Consider a first order linear differential equation $y'+Py=Q,\,y(a)=y_0$ .Here continuity of $P$ and $Q$ ensure that the the ODE has an unique solution.But in case of non-linear initial value problem i.e $y'=f(x,y),\,y(x_0)=y_0$,continuity of $f$ does not ensure the unique solution.So we need to address the following question:
(1)Under what condition on $f$ the problem $y'=f(x,y),\,y(x_0)=y_0$ has a solution$?$
(2)If solution exists,whether it is unique or not$?$
$\to$First question is answered by the Peano existence theorem which states that "let $f$ be a continuous function in an interval $I$ containing the points $(x_0,y_0)$,then the the problem $y'=f(x,y),\,y(x_0)=y_0$ has a solution".

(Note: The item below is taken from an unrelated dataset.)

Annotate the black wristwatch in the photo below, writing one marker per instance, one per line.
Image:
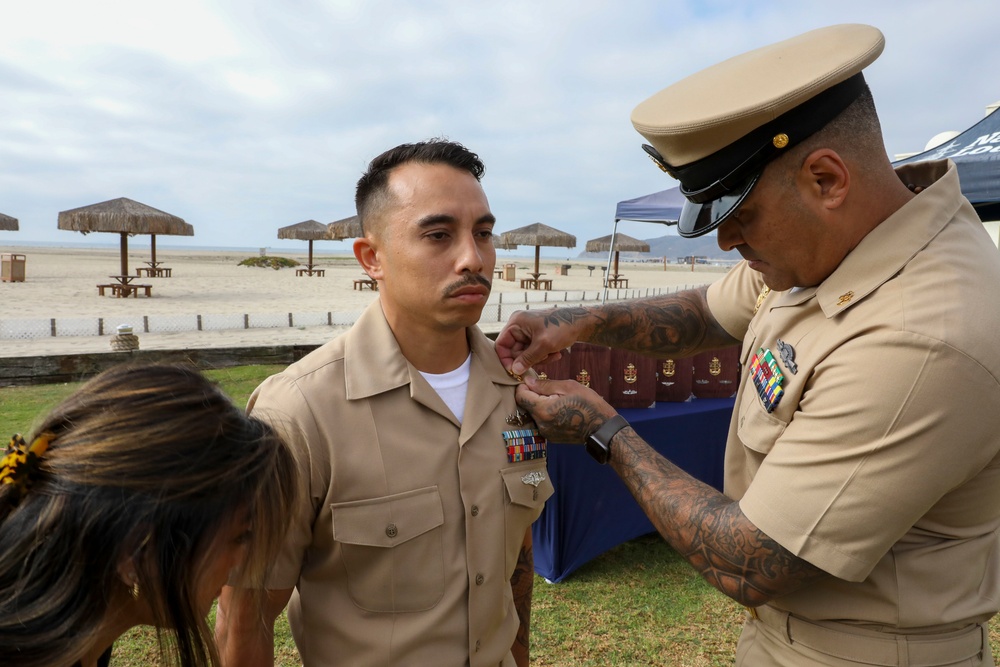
(599, 442)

$\to$Second question is answered by Picard's uniqueness theorem which states that "let $f$ and $\frac{\delta f}{\delta y}$ are continuous in aregion R containing the initial points $(x_0,y_0)$ then the the problem $y'=f(x,y),\,y(x_0)=y_0$ has an unique solution"
Picard method for interval of definition:let $f$ and $\frac{\delta f}{\delta y}$ are continuous in a closed rectangle $$R=\{(x,y):|x-x_0|\leq a,|y-y_0|\leq b\}$$.Then the IVP $y'=f(x,y),\,y(x_0)=y_0$ has an unique solution in the interval $|x-x_0|\leq h=min{(a,\frac{b}{l})}$ where $l=MAX_{(x,y)\in R}|f(x,y)|$
Hope this will help you!!!
Best Answer
You need a global Lipschitz condition with the same constant to apply a global version of the theorem.
Your example $\dot x = x^3$ does not possess a global Lipschitz constant since its derivative $3x^2$ is unbounded. And indeed, the solution $x^{-2}=C-2t$ has a couple limitations on its domain.
However, there is a theorem of Cauchy that tells you that if the ODE function is continuously differentiable (and thus locally Lipschitz), then any solution can be uniquely continued to the boundary of its domain, which may be the $x$ infinity at finite time.